Dédé soon became a violin prodigy after studying under Italian-born composer and theater-orchestra conductor Ludovico Gabici, and conductor of the New Orleans Free Creoles of Color Philharmonic Society Christian Debergue. Dédé advanced his technique studies in New Orleans under Eugene Prevost, French-born winner of 1831 Prix de Rome and conductor of Orchestras at the Theater d’Orleans, and Charles Richard Lambert, who was a free black musician, music teacher, and conductor from New York who had moved to New Orleans.

In 1848, Dédé moved to Mexico, as did many free Creoles of color after race relations in New Orleans worsened following the end of the Mexican-American War. Dédé returned to New Orleans in 1851 where he wrote and published “Mon Pauvre Coeur” (My Poor Heart), which is considered the oldest piece of sheet music published by a New Orleans free Creole of color.

Dédé worked as a cigar-maker, which allowed him to earn enough money to move to Europe to further pursue his music education. In 1857, he entered the Paris Conservatory for Advanced Musical Study. He then moved to Bordeaux where he became conductor for the L’Alcazar orchestra. Good trade relations between Bordeaux and Louisiana meant a large number of free Creoles of color settled in the French town, and Dédé experienced less racial prejudice in France than in the United States.

During his years in Bordeaux, Dédé was a popular and prolific music composer, writing ballets, operettas, opera-comiques, overtures, and more than 250 dances and songs. The vast majority of the surviving copies of Dédé’s works are from this period of his life, stored at the National Library of France in Paris. Despite his enormous popularity in France, the performance of Dédé’s Quasimodo Symphony by a New Orleans orchestra in 1865 was a rare American performance of one of Dédé’s compositions.

In 1864, Dédé married Sylvie Leflat, a French woman of the elite class. The two had a son, Eugene Arcade Dédé, who also became a composer and musician.

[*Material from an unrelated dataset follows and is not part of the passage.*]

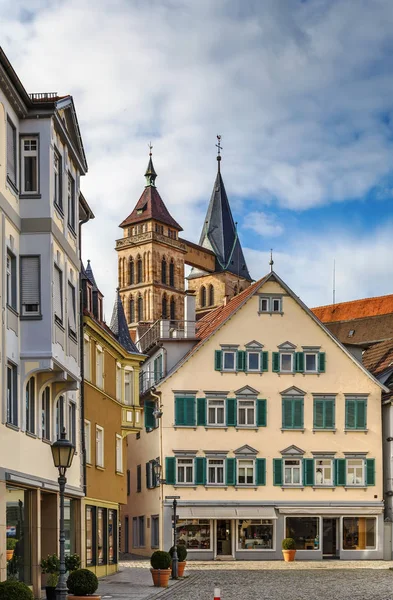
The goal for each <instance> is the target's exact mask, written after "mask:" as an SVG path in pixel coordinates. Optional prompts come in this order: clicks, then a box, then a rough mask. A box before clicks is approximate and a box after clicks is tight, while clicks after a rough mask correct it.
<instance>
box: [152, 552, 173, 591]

Dédé made one return trip to New Orleans in 1893, when his ship hit bad weather and was forced to dock near Galveston, Texas for two months; his prized Cremona violin was lost in the event. He remained in the United States until 1894 and spent some time travelling to cities around the country to give violin concerts. He returned to Paris in 1894 and died there in 1903.